Namun yang tidak kalah menarik dari kemampuan ini adalah ketika kita melakukannya secara tidak sadar pada sesuatu yang tidak dimaksudkan untuk memiliki pola. Contohnya ketika kita melihat muka manusia di benda-benda di sekitar kita atau bagaimana manusia melihat pola bintang di langit malam. Fenomena ini disebut apophenia atau patternicity. Manusia secara alami memiliki rasa penasaran yang tinggi dan seringkali otak kita tanpa disadari mengisi secara otomatis ruang kosong dari informasi yang kita dapat. Yang paling menarik adalah ketika hal ini terjadi dalam suatu naratif.

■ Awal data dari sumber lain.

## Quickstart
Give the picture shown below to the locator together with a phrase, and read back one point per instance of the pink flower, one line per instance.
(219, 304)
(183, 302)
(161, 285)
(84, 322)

Ketika seorang penulis, entah itu penulis novel ataupun sutradara film, mengakhiri ceritanya dengan cliffhanger atau sebuah ending yang ambigu, seringkali kita menemui diri kita bertanya-tanya dan membuat skenario mengenai apa yang sebenarnya terjadi. Tidak jarang juga penggemar-penggemar dari sebuah media membagikan pemikiran mereka di media sosial dan saling bertukar pendapat mengenai teori masing-masing. Hal ini seringkali dikenal dengan sebutan fan theory. Dalam esensinya, yang dilakukan oleh otak kita ketika memikirkan dan membuat fan theory ini sama dengan ketika kita melakukan problem-solving atau mengenali ciri-ciri situasi yang berbahaya.

Namun sama seperti ada beberapa cara untuk “mencari nilai X di segitiga”, ada berbagai macam narasi yang terbentuk di pikiran masing-masing meskipun ending yang dilihat sama. Inilah alasan mengapa kita dapat menemukan ratusan thread di twitter mengenai arti dan interpretasi ending dari film Interstellar atau munculnya video youtube dalam bentuk narasi esai dan kritik mengenai game populer. Bermacam-macam teori dan alternate ending dapat muncul karena pengalaman dan preferensi kita yang unik membentuk cara kita berpikir dan menciptakan pola. Hal ini adalah fenomena yang sama dengan bagaimana seseorang dapat menemukan nilai moral dari hal sekecil kawanan semut atau dari peristiwa konyol yang mereka alami. Bahkan dapat dikatakan bahwa fan theory juga merupakan salah satu cara untuk mengekspresikan diri di media sosial. Memang tidak sepenuhnya orisinal, tetapi tentunya unik dalam caranya sendiri.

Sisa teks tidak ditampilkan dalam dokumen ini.